Cobham has been referred to as the "Quango Queen" because of the number of trusteeships and directorships she has held in the arts and tourism.

During her marriage, to make enough money to maintain and conserve Hagley Hall, Cobham developed a corporate entertainment and catering business. Prior to becoming special adviser on tourism and heritage in 1992, she was on the boards of English Tourist Board, English Heritage, the Countryside Commission and Historic Royal Palaces. Cobham was later on the boards of the Victoria and Albert Museum, British Waterways, and London Docklands Development Corporation. For 14 years, Cobham chaired Britain's largest radio station outside London, Heart West Midlands.
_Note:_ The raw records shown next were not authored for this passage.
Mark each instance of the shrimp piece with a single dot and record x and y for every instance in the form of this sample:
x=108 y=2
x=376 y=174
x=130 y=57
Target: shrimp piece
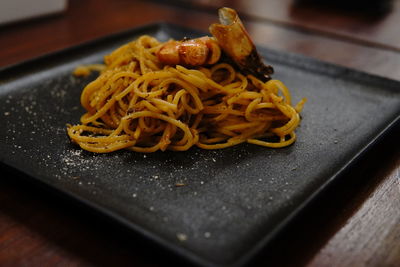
x=191 y=52
x=234 y=40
From 2000 until 2009, she chaired the British Casino Association; the Gambling Act 2005 was passed during this time. In that role, she successfully campaigned for the liberalisation of the 35-year-old gambling laws and raised £2.5 million from casino companies for the benefit of addiction and research charities, warning the casinos reluctant to donate that the government might introduce a permanent levy.
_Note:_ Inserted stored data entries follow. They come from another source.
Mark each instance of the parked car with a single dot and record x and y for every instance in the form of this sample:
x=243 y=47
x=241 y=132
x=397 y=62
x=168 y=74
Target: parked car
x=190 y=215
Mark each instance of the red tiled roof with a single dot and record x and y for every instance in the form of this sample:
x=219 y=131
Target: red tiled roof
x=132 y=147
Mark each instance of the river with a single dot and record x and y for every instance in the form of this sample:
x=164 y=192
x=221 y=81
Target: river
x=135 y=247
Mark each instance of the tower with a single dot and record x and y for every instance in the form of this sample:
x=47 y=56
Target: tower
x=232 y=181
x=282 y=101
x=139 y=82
Between 2005 and 2009, Cobham was deputy chairman of VisitBritain. In April 2009, she became chairman of VisitEngland. Having been reappointed by the minister Hugh Robertson in April 2013, she served until April 2017. She was deputy chairman of Pagefield Communications, an adviser to Citi Private Bank, Farrer & Co, Ernst & Young, and on the council for the National Trust.

She has been Director General of the 5% Club, chairman of the Museum Prize Trust, and a board member of the Historic Houses Association, the Shakespeare Birthplace Trust and Urban Legacies.

She was appointed Commander of the Order of the British Empire in the 2014 Birthday Honours for services to tourism.